Little Cypress Baptist, organized in 1937, is in the process of updating its seventy-seven-year-old constitution and bylaws to better protect the church from potential disruption.

"We know we are facing challenges that are more cultural-dynamic," Turner said. "We're being faced, like everybody else, with, 'What are we prepared to do as a church when faced with issues that at one time would have resulted in someone dropping out of church?'

"We're in a time when the church really needs loving, redemptive discipline," he continued. "We put ourselves in a really bad spot in our churches because we have tolerated without comment divorce, people living together without marriage. . . . Those in the world who are sharp enough to watch what we're doing say, 'And you're yelling at us, telling us we can't do what we want to do?'"

The church came to realize it needed to be in a redemptive rather than punitive stance as it confronted a growing cultural immorality that increasingly is antagonistic to Christianity, the pastor said.

Little Cypress has agreed as a church family to abide by and support The Baptist Faith and Message 2000, and it's working with Peacemaker Ministries, a non-profit Christian conflict resolution organization, as the church updates its organizational documents.

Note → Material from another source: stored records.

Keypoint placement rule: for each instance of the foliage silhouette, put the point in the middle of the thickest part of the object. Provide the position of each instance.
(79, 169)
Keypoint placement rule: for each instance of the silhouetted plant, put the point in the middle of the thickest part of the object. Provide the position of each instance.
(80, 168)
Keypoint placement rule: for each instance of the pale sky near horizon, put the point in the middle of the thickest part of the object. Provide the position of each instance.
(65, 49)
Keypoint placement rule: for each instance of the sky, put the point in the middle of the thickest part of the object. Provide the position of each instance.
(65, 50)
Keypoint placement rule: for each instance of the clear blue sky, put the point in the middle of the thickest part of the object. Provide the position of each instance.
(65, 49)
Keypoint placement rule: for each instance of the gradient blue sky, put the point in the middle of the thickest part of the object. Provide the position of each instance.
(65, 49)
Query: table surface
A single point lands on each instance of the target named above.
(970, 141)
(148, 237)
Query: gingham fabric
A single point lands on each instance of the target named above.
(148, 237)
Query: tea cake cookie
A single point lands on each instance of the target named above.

"We’re still scratching our heads and saying it's going to get more difficult, not less, to be a church that honors God in all we do," Turner said. "We need to do something now to protect the church as well as we can, for as long as we can, until we get to the persecution level."

Another of the church's readiness ministries is the Southeast Texas and Southwest Louisiana Christian Preparation Expo. The fourth annual expo took place in February on the grounds of Little Cypress Baptist.

Its genesis was in Turner and a friend talking about their experiences as a result of the devastation of Hurricanes Rita and Ike. This led to a meeting attended by a dozen pastors and leaders.

"We said, 'How do we help each other?'" Turner said. "We started a grassroots movement to find people who knew how to teach people to garden, raise chickens, deal with being without electricity. . . . This last expo we had thirty-eight classes: beekeeping, canning, water, sanitation too."

The one-day expo also included forty-two vendors this year. About five hundred people attended the event, which draws survivalists, 'doomsday' preppers, and a curious public. "We also had support from the Red Cross and the National Weather Service," Turner said.

Little Cypress Baptist is the primary sponsor of the expo, and most of the volunteers helping in various ways are from the church. "We have hot dogs, links, something to drink, and people go from class to class," Turner said. "Our church's vendors share the Gospel at their booth; it's really kind of a fun thing to do."

Much more could be said about the church that has adapted to the realities of life in a hurricane-prone region, and in a nation with a waning Christian culture.

"God gradually changes the church a little at a time as the years go by," Turner said. "He allows us to understand that certain things are things He honors."